Some very ironic (unaware) comments from the video:

> It's so amazing to see this type of content in the era of AI slop where every app is just an Electron wrapper fighting for RAM with the other Electron wrappers. My favourite line from this "The OS is not just a bootloader for your browser and other apps, it's a giant library"

> Hey Dave, love all your videos, I'm curious how you manage not to fall into surrendering all your mental capacity to AI and what do you think of AI?

And other people noticing AI:

> Is it just me or does it feel like the script for the video was written by AI?

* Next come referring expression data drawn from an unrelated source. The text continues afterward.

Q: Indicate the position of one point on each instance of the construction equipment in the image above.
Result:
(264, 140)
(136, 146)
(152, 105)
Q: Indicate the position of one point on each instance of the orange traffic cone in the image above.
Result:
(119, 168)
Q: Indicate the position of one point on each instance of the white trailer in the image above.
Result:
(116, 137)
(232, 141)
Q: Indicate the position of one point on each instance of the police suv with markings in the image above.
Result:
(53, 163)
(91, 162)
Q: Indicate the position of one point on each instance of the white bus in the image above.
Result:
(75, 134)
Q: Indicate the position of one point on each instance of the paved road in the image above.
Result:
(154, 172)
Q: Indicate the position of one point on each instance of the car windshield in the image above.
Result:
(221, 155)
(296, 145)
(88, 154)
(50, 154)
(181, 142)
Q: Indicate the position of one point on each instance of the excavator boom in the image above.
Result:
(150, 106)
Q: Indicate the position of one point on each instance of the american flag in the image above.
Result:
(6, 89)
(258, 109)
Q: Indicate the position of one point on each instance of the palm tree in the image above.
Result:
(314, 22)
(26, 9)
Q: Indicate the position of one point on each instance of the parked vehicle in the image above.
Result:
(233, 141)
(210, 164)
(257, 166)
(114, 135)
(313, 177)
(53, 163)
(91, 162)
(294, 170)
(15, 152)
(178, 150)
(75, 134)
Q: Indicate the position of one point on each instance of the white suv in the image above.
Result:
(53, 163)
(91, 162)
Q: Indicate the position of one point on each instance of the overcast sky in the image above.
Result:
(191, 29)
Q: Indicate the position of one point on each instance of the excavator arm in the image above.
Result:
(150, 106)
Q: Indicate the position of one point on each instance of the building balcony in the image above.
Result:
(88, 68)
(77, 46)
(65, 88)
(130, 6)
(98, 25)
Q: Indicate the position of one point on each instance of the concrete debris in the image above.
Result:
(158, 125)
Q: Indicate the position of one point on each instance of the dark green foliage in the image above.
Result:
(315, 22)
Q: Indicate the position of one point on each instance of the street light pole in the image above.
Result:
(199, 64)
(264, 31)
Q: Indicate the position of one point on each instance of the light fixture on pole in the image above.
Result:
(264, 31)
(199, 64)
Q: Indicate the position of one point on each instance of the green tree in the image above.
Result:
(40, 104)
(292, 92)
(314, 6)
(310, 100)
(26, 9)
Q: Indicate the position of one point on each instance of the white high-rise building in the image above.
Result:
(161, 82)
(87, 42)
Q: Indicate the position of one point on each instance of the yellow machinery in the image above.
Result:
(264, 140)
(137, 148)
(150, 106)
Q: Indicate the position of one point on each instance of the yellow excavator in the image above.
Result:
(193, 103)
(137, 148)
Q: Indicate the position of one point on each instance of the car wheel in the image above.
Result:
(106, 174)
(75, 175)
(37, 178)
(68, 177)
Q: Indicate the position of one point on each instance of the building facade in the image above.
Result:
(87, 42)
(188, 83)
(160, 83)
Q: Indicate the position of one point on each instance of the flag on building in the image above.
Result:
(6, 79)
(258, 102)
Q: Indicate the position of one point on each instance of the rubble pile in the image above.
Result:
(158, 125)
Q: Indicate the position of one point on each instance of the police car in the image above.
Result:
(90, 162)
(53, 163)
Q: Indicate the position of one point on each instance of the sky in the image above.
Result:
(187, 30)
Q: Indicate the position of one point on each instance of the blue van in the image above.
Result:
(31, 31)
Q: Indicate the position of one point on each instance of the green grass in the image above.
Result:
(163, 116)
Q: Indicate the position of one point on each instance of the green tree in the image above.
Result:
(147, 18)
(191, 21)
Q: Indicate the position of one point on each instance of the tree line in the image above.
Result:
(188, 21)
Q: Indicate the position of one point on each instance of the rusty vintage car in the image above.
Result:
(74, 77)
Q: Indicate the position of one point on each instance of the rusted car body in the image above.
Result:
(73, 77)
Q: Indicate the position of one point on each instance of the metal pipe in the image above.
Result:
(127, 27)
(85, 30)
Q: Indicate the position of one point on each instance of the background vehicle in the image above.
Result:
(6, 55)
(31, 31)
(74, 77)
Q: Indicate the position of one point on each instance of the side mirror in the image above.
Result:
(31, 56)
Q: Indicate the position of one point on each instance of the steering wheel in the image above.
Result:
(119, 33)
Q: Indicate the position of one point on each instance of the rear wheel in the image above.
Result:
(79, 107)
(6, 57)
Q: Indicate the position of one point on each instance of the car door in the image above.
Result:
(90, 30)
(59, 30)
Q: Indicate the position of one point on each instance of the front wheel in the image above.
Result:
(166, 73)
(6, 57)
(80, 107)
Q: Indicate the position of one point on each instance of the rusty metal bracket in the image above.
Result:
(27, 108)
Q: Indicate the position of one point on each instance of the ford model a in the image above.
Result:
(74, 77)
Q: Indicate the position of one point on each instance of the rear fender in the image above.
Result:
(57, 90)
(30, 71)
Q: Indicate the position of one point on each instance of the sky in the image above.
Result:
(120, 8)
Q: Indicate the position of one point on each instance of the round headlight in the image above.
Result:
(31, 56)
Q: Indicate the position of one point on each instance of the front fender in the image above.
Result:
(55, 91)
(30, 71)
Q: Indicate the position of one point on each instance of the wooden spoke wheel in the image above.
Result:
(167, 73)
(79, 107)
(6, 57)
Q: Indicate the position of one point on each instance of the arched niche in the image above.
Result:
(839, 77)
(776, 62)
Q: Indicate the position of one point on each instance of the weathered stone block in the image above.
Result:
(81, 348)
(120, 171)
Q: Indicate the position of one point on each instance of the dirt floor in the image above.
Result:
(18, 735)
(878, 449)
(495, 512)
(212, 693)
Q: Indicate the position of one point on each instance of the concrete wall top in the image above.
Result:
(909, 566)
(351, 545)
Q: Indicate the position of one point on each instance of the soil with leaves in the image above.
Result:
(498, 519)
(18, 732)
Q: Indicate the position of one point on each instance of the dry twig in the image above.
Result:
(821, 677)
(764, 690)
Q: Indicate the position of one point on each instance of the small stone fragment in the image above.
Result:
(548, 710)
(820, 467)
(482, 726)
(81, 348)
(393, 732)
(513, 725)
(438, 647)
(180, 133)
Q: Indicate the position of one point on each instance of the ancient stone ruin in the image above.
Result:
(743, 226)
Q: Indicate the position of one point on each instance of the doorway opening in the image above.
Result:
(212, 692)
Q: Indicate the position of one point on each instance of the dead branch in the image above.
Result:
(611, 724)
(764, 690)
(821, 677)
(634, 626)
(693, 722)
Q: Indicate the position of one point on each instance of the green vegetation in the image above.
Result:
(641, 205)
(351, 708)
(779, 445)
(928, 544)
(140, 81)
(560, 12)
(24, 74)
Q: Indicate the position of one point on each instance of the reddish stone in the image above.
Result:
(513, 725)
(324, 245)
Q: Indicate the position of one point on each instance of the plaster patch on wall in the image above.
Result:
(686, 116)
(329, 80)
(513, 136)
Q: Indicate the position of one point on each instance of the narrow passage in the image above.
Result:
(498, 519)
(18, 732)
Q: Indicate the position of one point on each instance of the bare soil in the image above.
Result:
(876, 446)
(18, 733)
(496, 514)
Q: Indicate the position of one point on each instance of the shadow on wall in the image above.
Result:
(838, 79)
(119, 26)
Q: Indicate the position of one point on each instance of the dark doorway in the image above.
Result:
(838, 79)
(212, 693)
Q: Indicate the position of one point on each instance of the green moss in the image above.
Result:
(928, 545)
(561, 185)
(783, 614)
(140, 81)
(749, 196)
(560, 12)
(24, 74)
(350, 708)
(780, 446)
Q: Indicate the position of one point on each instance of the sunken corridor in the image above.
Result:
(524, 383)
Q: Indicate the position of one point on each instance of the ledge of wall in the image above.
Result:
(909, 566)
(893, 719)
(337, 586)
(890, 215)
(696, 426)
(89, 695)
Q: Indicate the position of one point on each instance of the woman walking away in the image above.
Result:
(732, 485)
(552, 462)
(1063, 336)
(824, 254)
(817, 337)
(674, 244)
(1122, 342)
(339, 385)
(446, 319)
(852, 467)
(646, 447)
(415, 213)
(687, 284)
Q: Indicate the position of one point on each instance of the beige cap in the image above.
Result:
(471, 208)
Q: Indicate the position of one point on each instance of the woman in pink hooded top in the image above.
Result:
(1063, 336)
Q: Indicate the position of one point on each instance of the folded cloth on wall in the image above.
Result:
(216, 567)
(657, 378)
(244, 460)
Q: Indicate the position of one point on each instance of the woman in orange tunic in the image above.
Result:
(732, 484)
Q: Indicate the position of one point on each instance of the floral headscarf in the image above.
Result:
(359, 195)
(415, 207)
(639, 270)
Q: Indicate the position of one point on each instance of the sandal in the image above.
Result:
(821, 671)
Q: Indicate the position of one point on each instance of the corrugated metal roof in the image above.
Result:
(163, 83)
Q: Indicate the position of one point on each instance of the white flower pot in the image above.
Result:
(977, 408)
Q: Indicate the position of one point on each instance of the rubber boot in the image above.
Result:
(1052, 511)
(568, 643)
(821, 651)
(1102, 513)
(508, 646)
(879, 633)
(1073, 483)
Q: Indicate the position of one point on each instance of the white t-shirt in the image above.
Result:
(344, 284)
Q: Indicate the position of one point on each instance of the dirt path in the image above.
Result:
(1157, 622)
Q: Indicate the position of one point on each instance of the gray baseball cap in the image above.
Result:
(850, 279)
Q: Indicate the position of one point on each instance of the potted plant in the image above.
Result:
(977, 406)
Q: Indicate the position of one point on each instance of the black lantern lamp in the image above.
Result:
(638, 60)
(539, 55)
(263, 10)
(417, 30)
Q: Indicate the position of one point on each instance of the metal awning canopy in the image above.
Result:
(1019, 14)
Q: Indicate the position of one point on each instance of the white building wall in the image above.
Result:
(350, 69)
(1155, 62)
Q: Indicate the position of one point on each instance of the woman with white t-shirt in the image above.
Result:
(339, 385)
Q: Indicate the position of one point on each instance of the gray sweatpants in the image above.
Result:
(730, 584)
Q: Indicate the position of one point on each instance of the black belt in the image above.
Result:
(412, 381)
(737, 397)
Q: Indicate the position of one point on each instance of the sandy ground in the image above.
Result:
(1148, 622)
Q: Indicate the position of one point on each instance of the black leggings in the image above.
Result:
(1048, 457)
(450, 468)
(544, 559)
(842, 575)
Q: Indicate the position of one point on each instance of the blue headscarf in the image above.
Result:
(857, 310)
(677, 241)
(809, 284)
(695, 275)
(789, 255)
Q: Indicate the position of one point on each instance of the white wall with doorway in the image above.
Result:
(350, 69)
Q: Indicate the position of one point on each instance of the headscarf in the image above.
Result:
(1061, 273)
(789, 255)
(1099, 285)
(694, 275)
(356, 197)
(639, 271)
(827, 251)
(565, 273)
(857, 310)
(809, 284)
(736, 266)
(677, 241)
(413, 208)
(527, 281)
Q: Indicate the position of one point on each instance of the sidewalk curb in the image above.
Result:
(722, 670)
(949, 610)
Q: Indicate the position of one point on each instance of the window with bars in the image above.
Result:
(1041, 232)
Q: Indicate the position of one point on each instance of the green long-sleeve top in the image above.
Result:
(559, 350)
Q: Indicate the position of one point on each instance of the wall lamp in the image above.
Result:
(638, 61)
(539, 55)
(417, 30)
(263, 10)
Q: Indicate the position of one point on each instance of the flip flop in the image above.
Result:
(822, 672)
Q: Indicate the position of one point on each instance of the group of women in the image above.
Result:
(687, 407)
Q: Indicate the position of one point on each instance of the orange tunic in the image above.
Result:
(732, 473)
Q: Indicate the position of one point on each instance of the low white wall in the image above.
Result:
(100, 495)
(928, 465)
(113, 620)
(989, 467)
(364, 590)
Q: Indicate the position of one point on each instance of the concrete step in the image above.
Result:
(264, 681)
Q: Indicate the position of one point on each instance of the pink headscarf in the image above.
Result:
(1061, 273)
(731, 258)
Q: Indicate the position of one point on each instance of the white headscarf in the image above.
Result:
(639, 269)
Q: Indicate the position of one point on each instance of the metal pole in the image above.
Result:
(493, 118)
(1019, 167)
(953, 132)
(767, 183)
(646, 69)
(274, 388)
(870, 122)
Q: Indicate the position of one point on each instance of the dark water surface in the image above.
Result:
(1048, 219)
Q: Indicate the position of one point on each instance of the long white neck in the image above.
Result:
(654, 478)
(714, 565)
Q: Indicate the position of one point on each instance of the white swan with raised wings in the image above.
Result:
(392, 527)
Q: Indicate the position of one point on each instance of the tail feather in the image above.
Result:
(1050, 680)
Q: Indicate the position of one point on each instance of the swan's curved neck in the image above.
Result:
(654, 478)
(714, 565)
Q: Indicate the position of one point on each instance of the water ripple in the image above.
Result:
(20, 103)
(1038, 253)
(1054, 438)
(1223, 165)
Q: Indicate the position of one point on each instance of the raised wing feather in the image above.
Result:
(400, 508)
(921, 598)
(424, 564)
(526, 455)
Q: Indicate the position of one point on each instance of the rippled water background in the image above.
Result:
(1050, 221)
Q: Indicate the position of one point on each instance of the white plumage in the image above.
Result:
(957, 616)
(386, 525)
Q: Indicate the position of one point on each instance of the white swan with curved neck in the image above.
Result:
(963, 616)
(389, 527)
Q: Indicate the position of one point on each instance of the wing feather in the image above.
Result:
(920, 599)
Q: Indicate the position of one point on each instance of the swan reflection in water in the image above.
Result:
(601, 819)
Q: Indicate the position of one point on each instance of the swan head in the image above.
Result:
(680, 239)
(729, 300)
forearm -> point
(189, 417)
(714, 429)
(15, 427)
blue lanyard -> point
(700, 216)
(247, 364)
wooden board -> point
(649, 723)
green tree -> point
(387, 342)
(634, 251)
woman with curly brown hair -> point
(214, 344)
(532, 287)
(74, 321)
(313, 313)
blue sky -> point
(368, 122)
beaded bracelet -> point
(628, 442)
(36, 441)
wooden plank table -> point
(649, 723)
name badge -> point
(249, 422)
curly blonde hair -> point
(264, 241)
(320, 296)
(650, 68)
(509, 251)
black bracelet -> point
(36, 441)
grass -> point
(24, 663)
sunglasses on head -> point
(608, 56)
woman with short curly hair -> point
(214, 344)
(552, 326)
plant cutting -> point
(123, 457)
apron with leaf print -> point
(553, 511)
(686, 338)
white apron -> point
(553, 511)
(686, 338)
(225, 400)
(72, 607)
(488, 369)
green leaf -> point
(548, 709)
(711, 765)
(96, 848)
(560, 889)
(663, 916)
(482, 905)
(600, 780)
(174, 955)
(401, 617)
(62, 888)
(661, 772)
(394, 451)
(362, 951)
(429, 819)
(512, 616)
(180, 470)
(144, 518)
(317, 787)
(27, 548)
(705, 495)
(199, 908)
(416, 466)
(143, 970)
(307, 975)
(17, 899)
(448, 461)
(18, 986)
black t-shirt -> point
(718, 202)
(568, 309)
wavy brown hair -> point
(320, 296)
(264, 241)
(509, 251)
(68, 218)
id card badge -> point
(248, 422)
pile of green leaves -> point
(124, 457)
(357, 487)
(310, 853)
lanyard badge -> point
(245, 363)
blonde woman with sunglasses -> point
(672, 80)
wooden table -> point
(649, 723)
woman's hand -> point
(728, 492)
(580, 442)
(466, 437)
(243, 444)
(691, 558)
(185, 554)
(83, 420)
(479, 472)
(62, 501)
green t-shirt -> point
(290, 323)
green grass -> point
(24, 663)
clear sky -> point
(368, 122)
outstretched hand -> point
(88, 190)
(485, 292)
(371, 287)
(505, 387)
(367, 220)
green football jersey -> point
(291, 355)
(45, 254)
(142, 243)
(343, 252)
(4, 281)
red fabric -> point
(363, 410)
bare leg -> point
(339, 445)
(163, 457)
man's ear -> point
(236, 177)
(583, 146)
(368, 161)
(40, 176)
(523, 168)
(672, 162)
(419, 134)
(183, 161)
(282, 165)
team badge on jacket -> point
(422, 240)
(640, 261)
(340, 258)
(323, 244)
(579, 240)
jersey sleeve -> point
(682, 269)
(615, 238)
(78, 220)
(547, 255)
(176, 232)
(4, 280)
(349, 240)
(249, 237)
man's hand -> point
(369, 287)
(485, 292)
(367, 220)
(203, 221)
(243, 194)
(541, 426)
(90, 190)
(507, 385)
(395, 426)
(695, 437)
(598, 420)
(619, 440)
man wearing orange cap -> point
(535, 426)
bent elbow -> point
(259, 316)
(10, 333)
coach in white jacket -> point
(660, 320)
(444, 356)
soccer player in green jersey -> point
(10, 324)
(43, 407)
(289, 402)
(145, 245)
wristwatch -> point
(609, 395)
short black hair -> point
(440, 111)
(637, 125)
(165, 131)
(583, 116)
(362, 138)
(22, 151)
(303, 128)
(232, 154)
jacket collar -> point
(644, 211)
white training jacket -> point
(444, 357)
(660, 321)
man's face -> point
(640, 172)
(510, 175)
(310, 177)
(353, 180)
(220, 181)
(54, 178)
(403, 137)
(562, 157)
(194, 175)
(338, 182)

> I personally don’t like the style of narration used in this video, reminds me too much of AI generated fluff

> is it me or do daves scripts feel AI generated

> Is it just me or the whole script sounds like AI? It's not just x is, the comment about a compression goblin一 God, I have AI psychosis

> Why the AI text. You're a good storyteller.

> Dave, please tell me you are not using AI for your scripts... Your "it's not ____, it's ____", is making me worry

pdntspa•about 2 hours ago
This is a fork of another tiny text editor written by someone else. So I wouldn't say they 'built' it

Honestly this headline reeks of social media clickbait

InvisibleUp•about 2 hours ago
I’m not sure why I would want to use this over WINE Notepad, which seems a lot more stable and well-coded.
munk-a•about 3 hours ago
Ah, but does it have a copilot integration? I've heard users don't want tools without copilot integrations.
gigel82•about 3 hours ago
Sure, but it's basically a very thin wrapper on the built-in RichEdit control, with some added menus and niceties.

Don't get me wrong, it's hundreds of times better than whatever UWP abomination they call Notepad in Windows 11 nowadays (with logins and AI features), but it's not an actual text viewer / editor from scratch.

prewett•about 2 hours ago
I think the original notepad.exe was just a Win32 Edit control (whatever it was called) with a window and some menus. I expect that Apple's TextEdit.app is just a wrapper around the rich text control in Cocoa, too.

But yes, it's hardly writing a text editor to write a Win32 app in assembly. (Although, if they used the COM control and did that in hand-written assembly, that would at least be an impressively tedious mortification of the flesh.)

alex_suzuki•about 2 hours ago
> thin wrapper on the built-in RichEdit control

> UWP abomination they call Notepad

Kind of weird for both of those things to be true. I thought the latter was mostly the former. But I’ve been away from Windows for a loooooong time it seems.